Comprar vivienda propia sigue siendo la meta de cientos de familias en Pereira y Dosquebradas. En ese contexto, el 23 de febrero, Fortal Construcciones conmemora diez años de operación en proyectos de vivienda de interés social totalmente terminados. Su director general, Jiovany Alberto Jimenez, explicó que la iniciativa surgió en 2015 al identificar la falta de oferta de este tipo en Risaralda y la posibilidad de articularse al programa Mi Casa Ya, impulsado por el Ministerio de Vivienda y de la mano de su esposa Eliana Paola Melo decidieron materializar su visión.
Tras recibir orientación técnica, la empresa se constituyó en 2016 con un enfoque exclusivo en vivienda de interés social y, desde entonces, ha ejecutado de manera continua proyectos habitacionales terminados dirigidos a hogares de ingresos medios y bajos. El rasgo distintivo de la firma es la entrega de viviendas completamente terminadas, algo poco frecuente en el sector, donde buena parte de las constructoras entrega unidades en obra gris o negra.

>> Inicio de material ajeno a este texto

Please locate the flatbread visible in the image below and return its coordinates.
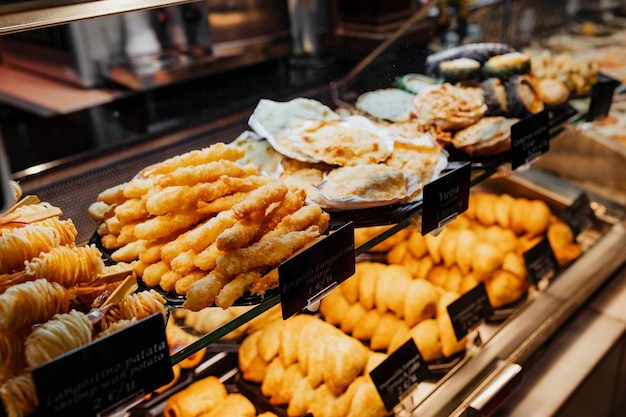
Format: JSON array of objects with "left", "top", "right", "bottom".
[{"left": 289, "top": 116, "right": 393, "bottom": 166}]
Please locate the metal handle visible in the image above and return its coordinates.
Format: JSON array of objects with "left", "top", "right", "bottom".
[{"left": 463, "top": 362, "right": 523, "bottom": 417}]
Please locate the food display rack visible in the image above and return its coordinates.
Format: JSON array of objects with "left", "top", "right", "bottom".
[{"left": 2, "top": 1, "right": 626, "bottom": 416}]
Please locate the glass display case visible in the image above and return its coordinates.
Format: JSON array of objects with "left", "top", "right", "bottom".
[{"left": 2, "top": 1, "right": 626, "bottom": 416}]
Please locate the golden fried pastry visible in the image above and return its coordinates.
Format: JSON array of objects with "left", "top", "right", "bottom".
[
  {"left": 525, "top": 200, "right": 552, "bottom": 237},
  {"left": 257, "top": 319, "right": 283, "bottom": 363},
  {"left": 319, "top": 288, "right": 351, "bottom": 326},
  {"left": 370, "top": 313, "right": 405, "bottom": 351},
  {"left": 407, "top": 231, "right": 428, "bottom": 259},
  {"left": 352, "top": 309, "right": 382, "bottom": 341},
  {"left": 455, "top": 229, "right": 477, "bottom": 274},
  {"left": 437, "top": 292, "right": 467, "bottom": 358},
  {"left": 502, "top": 251, "right": 526, "bottom": 280},
  {"left": 547, "top": 220, "right": 575, "bottom": 250},
  {"left": 482, "top": 225, "right": 518, "bottom": 253},
  {"left": 261, "top": 357, "right": 286, "bottom": 398},
  {"left": 340, "top": 302, "right": 368, "bottom": 334},
  {"left": 287, "top": 377, "right": 316, "bottom": 417},
  {"left": 358, "top": 265, "right": 379, "bottom": 310},
  {"left": 307, "top": 383, "right": 353, "bottom": 417},
  {"left": 509, "top": 198, "right": 530, "bottom": 236},
  {"left": 470, "top": 242, "right": 504, "bottom": 279},
  {"left": 409, "top": 318, "right": 443, "bottom": 362},
  {"left": 238, "top": 331, "right": 267, "bottom": 383},
  {"left": 344, "top": 376, "right": 388, "bottom": 417},
  {"left": 426, "top": 265, "right": 449, "bottom": 288},
  {"left": 553, "top": 243, "right": 583, "bottom": 266},
  {"left": 387, "top": 321, "right": 411, "bottom": 354},
  {"left": 365, "top": 351, "right": 389, "bottom": 374},
  {"left": 163, "top": 376, "right": 228, "bottom": 417},
  {"left": 494, "top": 194, "right": 515, "bottom": 228},
  {"left": 202, "top": 393, "right": 256, "bottom": 417},
  {"left": 386, "top": 240, "right": 410, "bottom": 265},
  {"left": 323, "top": 332, "right": 369, "bottom": 396},
  {"left": 404, "top": 279, "right": 440, "bottom": 327},
  {"left": 425, "top": 232, "right": 444, "bottom": 264},
  {"left": 485, "top": 270, "right": 529, "bottom": 308},
  {"left": 279, "top": 314, "right": 316, "bottom": 367},
  {"left": 271, "top": 363, "right": 304, "bottom": 405},
  {"left": 474, "top": 193, "right": 498, "bottom": 227},
  {"left": 439, "top": 228, "right": 460, "bottom": 268}
]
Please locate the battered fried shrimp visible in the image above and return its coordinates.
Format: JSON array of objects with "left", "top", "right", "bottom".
[
  {"left": 116, "top": 221, "right": 141, "bottom": 246},
  {"left": 183, "top": 270, "right": 232, "bottom": 311},
  {"left": 262, "top": 205, "right": 329, "bottom": 240},
  {"left": 141, "top": 143, "right": 245, "bottom": 177},
  {"left": 25, "top": 244, "right": 105, "bottom": 287},
  {"left": 97, "top": 182, "right": 129, "bottom": 205},
  {"left": 256, "top": 189, "right": 306, "bottom": 238},
  {"left": 216, "top": 210, "right": 265, "bottom": 252},
  {"left": 104, "top": 215, "right": 123, "bottom": 235},
  {"left": 0, "top": 279, "right": 71, "bottom": 331},
  {"left": 197, "top": 192, "right": 249, "bottom": 215},
  {"left": 215, "top": 269, "right": 263, "bottom": 308},
  {"left": 216, "top": 226, "right": 321, "bottom": 276},
  {"left": 0, "top": 372, "right": 38, "bottom": 417},
  {"left": 141, "top": 261, "right": 171, "bottom": 287},
  {"left": 160, "top": 270, "right": 182, "bottom": 292},
  {"left": 0, "top": 328, "right": 29, "bottom": 380},
  {"left": 112, "top": 239, "right": 149, "bottom": 263},
  {"left": 139, "top": 239, "right": 168, "bottom": 265},
  {"left": 24, "top": 310, "right": 93, "bottom": 369},
  {"left": 174, "top": 270, "right": 205, "bottom": 295},
  {"left": 114, "top": 198, "right": 148, "bottom": 224},
  {"left": 170, "top": 249, "right": 198, "bottom": 276},
  {"left": 250, "top": 269, "right": 279, "bottom": 297},
  {"left": 88, "top": 201, "right": 115, "bottom": 222},
  {"left": 231, "top": 181, "right": 288, "bottom": 219},
  {"left": 156, "top": 159, "right": 247, "bottom": 187},
  {"left": 183, "top": 210, "right": 237, "bottom": 253},
  {"left": 0, "top": 225, "right": 61, "bottom": 274},
  {"left": 124, "top": 176, "right": 158, "bottom": 199},
  {"left": 194, "top": 242, "right": 223, "bottom": 271},
  {"left": 134, "top": 208, "right": 203, "bottom": 240}
]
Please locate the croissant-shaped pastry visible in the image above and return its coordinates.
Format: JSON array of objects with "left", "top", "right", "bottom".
[
  {"left": 163, "top": 375, "right": 228, "bottom": 417},
  {"left": 386, "top": 320, "right": 411, "bottom": 354},
  {"left": 308, "top": 383, "right": 353, "bottom": 417},
  {"left": 377, "top": 265, "right": 412, "bottom": 317},
  {"left": 525, "top": 200, "right": 552, "bottom": 237},
  {"left": 426, "top": 265, "right": 449, "bottom": 288},
  {"left": 322, "top": 332, "right": 369, "bottom": 396},
  {"left": 475, "top": 192, "right": 498, "bottom": 226},
  {"left": 445, "top": 265, "right": 464, "bottom": 293},
  {"left": 340, "top": 302, "right": 368, "bottom": 334},
  {"left": 440, "top": 228, "right": 460, "bottom": 268},
  {"left": 437, "top": 291, "right": 467, "bottom": 358},
  {"left": 407, "top": 231, "right": 428, "bottom": 259},
  {"left": 203, "top": 393, "right": 256, "bottom": 417},
  {"left": 494, "top": 193, "right": 515, "bottom": 228},
  {"left": 319, "top": 288, "right": 351, "bottom": 326},
  {"left": 409, "top": 318, "right": 443, "bottom": 362},
  {"left": 352, "top": 309, "right": 382, "bottom": 341},
  {"left": 509, "top": 197, "right": 530, "bottom": 235},
  {"left": 425, "top": 232, "right": 444, "bottom": 264},
  {"left": 370, "top": 313, "right": 405, "bottom": 351},
  {"left": 344, "top": 376, "right": 388, "bottom": 417},
  {"left": 287, "top": 377, "right": 316, "bottom": 417},
  {"left": 455, "top": 229, "right": 478, "bottom": 274},
  {"left": 279, "top": 314, "right": 316, "bottom": 367},
  {"left": 547, "top": 219, "right": 575, "bottom": 250},
  {"left": 257, "top": 319, "right": 284, "bottom": 363},
  {"left": 271, "top": 364, "right": 305, "bottom": 405},
  {"left": 485, "top": 270, "right": 529, "bottom": 308},
  {"left": 262, "top": 357, "right": 286, "bottom": 398},
  {"left": 470, "top": 242, "right": 504, "bottom": 279},
  {"left": 502, "top": 251, "right": 526, "bottom": 279},
  {"left": 358, "top": 265, "right": 379, "bottom": 310},
  {"left": 404, "top": 279, "right": 440, "bottom": 327},
  {"left": 386, "top": 240, "right": 410, "bottom": 265},
  {"left": 483, "top": 225, "right": 518, "bottom": 253}
]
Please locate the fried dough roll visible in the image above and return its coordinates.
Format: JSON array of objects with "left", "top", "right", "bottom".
[
  {"left": 0, "top": 279, "right": 71, "bottom": 332},
  {"left": 25, "top": 245, "right": 105, "bottom": 287},
  {"left": 0, "top": 372, "right": 38, "bottom": 417},
  {"left": 24, "top": 310, "right": 93, "bottom": 369}
]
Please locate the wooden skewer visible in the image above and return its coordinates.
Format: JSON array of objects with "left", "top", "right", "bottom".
[{"left": 0, "top": 207, "right": 63, "bottom": 227}]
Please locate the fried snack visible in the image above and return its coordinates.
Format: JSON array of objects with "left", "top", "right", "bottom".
[
  {"left": 0, "top": 328, "right": 29, "bottom": 380},
  {"left": 0, "top": 372, "right": 38, "bottom": 417},
  {"left": 279, "top": 314, "right": 316, "bottom": 367},
  {"left": 344, "top": 375, "right": 388, "bottom": 417},
  {"left": 256, "top": 319, "right": 284, "bottom": 363},
  {"left": 24, "top": 245, "right": 105, "bottom": 287},
  {"left": 215, "top": 269, "right": 263, "bottom": 308},
  {"left": 340, "top": 302, "right": 367, "bottom": 334},
  {"left": 370, "top": 313, "right": 405, "bottom": 351},
  {"left": 101, "top": 290, "right": 166, "bottom": 330},
  {"left": 96, "top": 183, "right": 128, "bottom": 205},
  {"left": 437, "top": 291, "right": 467, "bottom": 358},
  {"left": 24, "top": 310, "right": 93, "bottom": 368},
  {"left": 403, "top": 279, "right": 440, "bottom": 327},
  {"left": 256, "top": 189, "right": 306, "bottom": 237},
  {"left": 96, "top": 318, "right": 137, "bottom": 338},
  {"left": 174, "top": 270, "right": 205, "bottom": 295},
  {"left": 318, "top": 288, "right": 351, "bottom": 326},
  {"left": 142, "top": 143, "right": 245, "bottom": 177},
  {"left": 163, "top": 375, "right": 228, "bottom": 417},
  {"left": 170, "top": 250, "right": 199, "bottom": 276},
  {"left": 231, "top": 181, "right": 288, "bottom": 219},
  {"left": 155, "top": 159, "right": 247, "bottom": 187},
  {"left": 238, "top": 331, "right": 268, "bottom": 383},
  {"left": 216, "top": 211, "right": 265, "bottom": 252},
  {"left": 183, "top": 269, "right": 232, "bottom": 311},
  {"left": 323, "top": 331, "right": 369, "bottom": 396},
  {"left": 165, "top": 320, "right": 207, "bottom": 369},
  {"left": 262, "top": 357, "right": 286, "bottom": 398},
  {"left": 307, "top": 383, "right": 353, "bottom": 417},
  {"left": 134, "top": 208, "right": 203, "bottom": 240},
  {"left": 270, "top": 363, "right": 304, "bottom": 405},
  {"left": 470, "top": 242, "right": 504, "bottom": 279},
  {"left": 261, "top": 204, "right": 329, "bottom": 241},
  {"left": 114, "top": 198, "right": 149, "bottom": 224},
  {"left": 0, "top": 225, "right": 63, "bottom": 274},
  {"left": 203, "top": 393, "right": 257, "bottom": 417},
  {"left": 141, "top": 261, "right": 171, "bottom": 287},
  {"left": 485, "top": 270, "right": 529, "bottom": 308},
  {"left": 196, "top": 192, "right": 249, "bottom": 215},
  {"left": 408, "top": 318, "right": 443, "bottom": 362},
  {"left": 249, "top": 268, "right": 279, "bottom": 296},
  {"left": 0, "top": 279, "right": 71, "bottom": 331},
  {"left": 216, "top": 227, "right": 321, "bottom": 276},
  {"left": 352, "top": 309, "right": 381, "bottom": 341},
  {"left": 287, "top": 377, "right": 316, "bottom": 417},
  {"left": 183, "top": 210, "right": 237, "bottom": 253}
]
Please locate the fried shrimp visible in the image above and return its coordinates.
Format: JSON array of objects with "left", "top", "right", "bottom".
[
  {"left": 231, "top": 182, "right": 288, "bottom": 219},
  {"left": 134, "top": 208, "right": 203, "bottom": 240},
  {"left": 183, "top": 270, "right": 232, "bottom": 311},
  {"left": 249, "top": 269, "right": 279, "bottom": 297},
  {"left": 261, "top": 205, "right": 329, "bottom": 240},
  {"left": 216, "top": 211, "right": 265, "bottom": 252},
  {"left": 24, "top": 310, "right": 93, "bottom": 369},
  {"left": 215, "top": 269, "right": 263, "bottom": 308},
  {"left": 156, "top": 159, "right": 247, "bottom": 187},
  {"left": 256, "top": 189, "right": 306, "bottom": 238},
  {"left": 216, "top": 226, "right": 321, "bottom": 276},
  {"left": 0, "top": 372, "right": 38, "bottom": 417},
  {"left": 114, "top": 198, "right": 149, "bottom": 223},
  {"left": 141, "top": 143, "right": 245, "bottom": 177},
  {"left": 0, "top": 279, "right": 71, "bottom": 331},
  {"left": 196, "top": 192, "right": 249, "bottom": 215},
  {"left": 24, "top": 244, "right": 105, "bottom": 287},
  {"left": 101, "top": 290, "right": 167, "bottom": 330}
]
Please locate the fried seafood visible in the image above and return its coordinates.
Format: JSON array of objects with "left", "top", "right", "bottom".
[
  {"left": 24, "top": 310, "right": 93, "bottom": 369},
  {"left": 0, "top": 221, "right": 77, "bottom": 274},
  {"left": 216, "top": 227, "right": 321, "bottom": 276},
  {"left": 23, "top": 244, "right": 105, "bottom": 287},
  {"left": 141, "top": 143, "right": 245, "bottom": 177},
  {"left": 101, "top": 290, "right": 166, "bottom": 330},
  {"left": 0, "top": 279, "right": 71, "bottom": 331},
  {"left": 155, "top": 159, "right": 247, "bottom": 187},
  {"left": 0, "top": 372, "right": 38, "bottom": 417}
]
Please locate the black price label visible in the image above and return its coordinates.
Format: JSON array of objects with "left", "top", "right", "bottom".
[
  {"left": 279, "top": 222, "right": 355, "bottom": 319},
  {"left": 370, "top": 339, "right": 431, "bottom": 411},
  {"left": 447, "top": 282, "right": 493, "bottom": 341},
  {"left": 523, "top": 238, "right": 558, "bottom": 286},
  {"left": 422, "top": 161, "right": 471, "bottom": 235},
  {"left": 33, "top": 314, "right": 173, "bottom": 417},
  {"left": 563, "top": 192, "right": 595, "bottom": 235},
  {"left": 511, "top": 110, "right": 550, "bottom": 170},
  {"left": 587, "top": 74, "right": 620, "bottom": 122}
]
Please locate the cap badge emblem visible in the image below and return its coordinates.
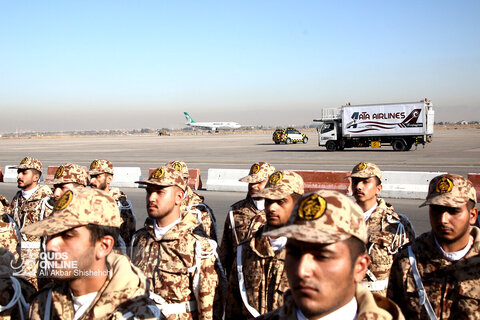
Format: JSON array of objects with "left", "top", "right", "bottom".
[
  {"left": 269, "top": 172, "right": 283, "bottom": 185},
  {"left": 172, "top": 162, "right": 183, "bottom": 172},
  {"left": 251, "top": 163, "right": 260, "bottom": 174},
  {"left": 436, "top": 177, "right": 453, "bottom": 194},
  {"left": 298, "top": 193, "right": 327, "bottom": 220},
  {"left": 356, "top": 162, "right": 367, "bottom": 171},
  {"left": 54, "top": 190, "right": 73, "bottom": 211},
  {"left": 55, "top": 166, "right": 64, "bottom": 178},
  {"left": 90, "top": 160, "right": 99, "bottom": 169},
  {"left": 20, "top": 157, "right": 29, "bottom": 165},
  {"left": 151, "top": 168, "right": 165, "bottom": 179}
]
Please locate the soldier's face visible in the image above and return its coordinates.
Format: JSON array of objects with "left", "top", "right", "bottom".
[
  {"left": 248, "top": 179, "right": 269, "bottom": 196},
  {"left": 429, "top": 204, "right": 477, "bottom": 246},
  {"left": 45, "top": 226, "right": 96, "bottom": 280},
  {"left": 285, "top": 239, "right": 366, "bottom": 319},
  {"left": 89, "top": 173, "right": 111, "bottom": 191},
  {"left": 352, "top": 177, "right": 381, "bottom": 204},
  {"left": 53, "top": 183, "right": 78, "bottom": 201},
  {"left": 265, "top": 195, "right": 297, "bottom": 229},
  {"left": 146, "top": 185, "right": 183, "bottom": 225},
  {"left": 17, "top": 169, "right": 39, "bottom": 190}
]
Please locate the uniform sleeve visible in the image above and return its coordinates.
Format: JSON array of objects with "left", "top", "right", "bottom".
[
  {"left": 224, "top": 250, "right": 245, "bottom": 320},
  {"left": 399, "top": 214, "right": 416, "bottom": 243},
  {"left": 387, "top": 253, "right": 409, "bottom": 313},
  {"left": 198, "top": 241, "right": 225, "bottom": 320},
  {"left": 219, "top": 213, "right": 235, "bottom": 279}
]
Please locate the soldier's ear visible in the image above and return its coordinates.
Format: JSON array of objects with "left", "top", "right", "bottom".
[
  {"left": 375, "top": 183, "right": 383, "bottom": 197},
  {"left": 106, "top": 174, "right": 113, "bottom": 184},
  {"left": 95, "top": 235, "right": 115, "bottom": 259},
  {"left": 353, "top": 253, "right": 370, "bottom": 283},
  {"left": 469, "top": 207, "right": 478, "bottom": 225}
]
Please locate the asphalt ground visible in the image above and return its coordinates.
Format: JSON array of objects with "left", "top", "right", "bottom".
[{"left": 1, "top": 128, "right": 479, "bottom": 236}]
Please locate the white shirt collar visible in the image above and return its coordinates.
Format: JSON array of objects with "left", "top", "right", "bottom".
[
  {"left": 296, "top": 296, "right": 357, "bottom": 320},
  {"left": 21, "top": 185, "right": 39, "bottom": 200},
  {"left": 253, "top": 198, "right": 265, "bottom": 211},
  {"left": 154, "top": 217, "right": 181, "bottom": 239},
  {"left": 434, "top": 235, "right": 473, "bottom": 261},
  {"left": 70, "top": 290, "right": 98, "bottom": 320},
  {"left": 363, "top": 202, "right": 378, "bottom": 222},
  {"left": 268, "top": 236, "right": 287, "bottom": 252}
]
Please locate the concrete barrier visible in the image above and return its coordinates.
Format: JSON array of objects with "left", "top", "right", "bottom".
[
  {"left": 294, "top": 170, "right": 351, "bottom": 194},
  {"left": 111, "top": 167, "right": 142, "bottom": 188},
  {"left": 381, "top": 171, "right": 446, "bottom": 199},
  {"left": 468, "top": 173, "right": 480, "bottom": 201},
  {"left": 147, "top": 168, "right": 203, "bottom": 190},
  {"left": 206, "top": 168, "right": 249, "bottom": 192},
  {"left": 2, "top": 166, "right": 18, "bottom": 183}
]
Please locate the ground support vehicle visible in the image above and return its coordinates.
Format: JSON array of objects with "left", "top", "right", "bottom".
[{"left": 272, "top": 128, "right": 308, "bottom": 144}]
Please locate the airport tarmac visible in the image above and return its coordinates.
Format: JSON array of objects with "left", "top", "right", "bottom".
[{"left": 0, "top": 128, "right": 479, "bottom": 236}]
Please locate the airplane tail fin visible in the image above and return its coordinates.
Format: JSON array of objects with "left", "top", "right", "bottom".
[{"left": 184, "top": 112, "right": 196, "bottom": 124}]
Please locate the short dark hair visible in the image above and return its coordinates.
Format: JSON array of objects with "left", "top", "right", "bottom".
[
  {"left": 343, "top": 236, "right": 367, "bottom": 267},
  {"left": 467, "top": 200, "right": 476, "bottom": 211},
  {"left": 32, "top": 169, "right": 42, "bottom": 178},
  {"left": 85, "top": 224, "right": 120, "bottom": 249}
]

Jiménez agradeció la confianza de compradores, contratistas, proveedores y entidades públicas. Señaló que el crecimiento de la empresa se ha dado con apoyo institucional y con el aporte ciudadano a través de impuestos y procesos de planificación urbana. La constructora reportó una planta de 30 empleos directos en el área administrativa y cerca de 250 trabajadores vinculados mediante contratistas en obra, a quienes denomina colaboradores. En total, alrededor de 300 personas participan en sus proyectos de vivienda en Pereira y Dosquebradas.
El diferencial
La empresa destaca como factor diferenciador la entrega de proyectos VIS terminados a precios regulados. A esto se suman innovaciones en eficiencia energética y servicios comunes. Algunos conjuntos incorporan paneles solares para reducir consumo en zonas comunes y ascensores. También se proyectan lavanderías compartidas con control digital de ciclos y espacios previstos para cargadores de vehículos eléctricos en futuras etapas.
En materia ambiental, se tiene la iniciativa en un futuro cercano usar entre el 70 % y el 80 % del escombro generado para reprocesarse y producir adoquines, ladrillos o bloques que serían utilizados en senderos y áreas complementarias. Así mismo usar parte de la tierra extraída mezclada con cemento para fabricar piezas destinadas a cerramientos y estructuras de baja carga. La compañía indicó que estas prácticas buscan reducir residuos y optimizar insumos dentro de sus obras.
Precios
La firma explicó que el valor de la vivienda de interés social está regulado por el Gobierno y se ajusta con el salario mínimo. Tras el aumento reciente, el tope VIS subió cerca de 23 %, pero la empresa aplicó un incremento de 13,5 %, por debajo del máximo permitido. Según Jiménez, el ajuste responde a la necesidad de equilibrar costos de materiales y mantener la viabilidad financiera de los proyectos.
La empresa informó que sus proyectos están habilitados para que las familias puedan aplicar a los subsidios vigentes y cuenta con sala de ventas para orientar a las familias interesadas en iniciar el proceso de compra.